Shortcuts

OCR

class agentlego.tools.OCR(lang='en', line_group_tolerance=-1, device=True, toolmeta=None, **read_args)[source]

A tool to recognize the optical characters on an image.

Parameters:
  • lang (str | Sequence[str]) – The language to be recognized. Defaults to ‘en’.

  • line_group_tolerance (int) – The line group tolerance threshold. Defaults to -1, which means to disable the line group method.

  • device (str | bool) – The device to load the model. Defaults to True, which means automatically select device.

  • **read_args – Other keyword arguments for read text. Please check the EasyOCR docs.

  • toolmeta (None | dict | ToolMeta) – The additional info of the tool. Defaults to None.

Default Tool Meta

  • name: OCR

  • description: This tool can recognize all text on the input image.

  • inputs:

    • image (ImageIO)

  • outputs:

    • str: OCR results, include bbox in x1, y1, x2, y2 format and the recognized text.

Examples

Download the demo resource

wget https://raw.githubusercontent.com/open-mmlab/mmocr/main/demo/demo_kie.jpeg

Use the tool directly (without agent)

from agentlego.apis import load_tool

# load tool
tool = load_tool('OCR', device='cuda', lang='en', x_ths=3., line_group_tolerance=30)

# apply tool
res = tool('demo_kie.jpeg')

For bilingual Chinese and English OCR, lang may be ['en', 'ch_sim'], here is all supported language code name.

With Lagent

from lagent import ReAct, GPTAPI, ActionExecutor
from agentlego.apis import load_tool

# load tools and build agent
# please set `OPENAI_API_KEY` in your environment variable.
tool = load_tool('OCR', device='cuda').to_lagent()
agent = ReAct(GPTAPI(temperature=0.), action_executor=ActionExecutor([tool]))

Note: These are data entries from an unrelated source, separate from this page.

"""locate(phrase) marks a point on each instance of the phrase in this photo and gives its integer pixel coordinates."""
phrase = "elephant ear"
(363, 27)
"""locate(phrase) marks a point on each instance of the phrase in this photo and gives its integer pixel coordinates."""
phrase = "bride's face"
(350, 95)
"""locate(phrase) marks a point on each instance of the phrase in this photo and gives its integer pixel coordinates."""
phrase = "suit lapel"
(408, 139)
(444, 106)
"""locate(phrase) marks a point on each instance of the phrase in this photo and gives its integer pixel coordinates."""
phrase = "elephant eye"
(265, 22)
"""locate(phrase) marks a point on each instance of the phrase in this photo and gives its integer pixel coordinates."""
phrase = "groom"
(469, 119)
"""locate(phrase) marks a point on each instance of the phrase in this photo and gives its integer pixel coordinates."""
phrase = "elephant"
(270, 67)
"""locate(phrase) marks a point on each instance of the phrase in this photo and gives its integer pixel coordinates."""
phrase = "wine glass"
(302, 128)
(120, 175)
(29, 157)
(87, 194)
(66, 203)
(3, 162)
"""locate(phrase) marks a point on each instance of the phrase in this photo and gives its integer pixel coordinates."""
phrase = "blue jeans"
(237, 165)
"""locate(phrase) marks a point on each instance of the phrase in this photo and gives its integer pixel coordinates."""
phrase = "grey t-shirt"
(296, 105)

# agent running with the tool.
ret = agent.chat(f'Here is a receipt image `demo_kie.jpeg`, please tell me the total cost.')
for step in ret.inner_steps[1:]:
    print('------')
    print(step['content'])

Set up

Before using the tool, please confirm you have installed the related dependencies by the below commands.

pip install easyocr

Reference

The default implementation of OCR tool uses EasyOCR.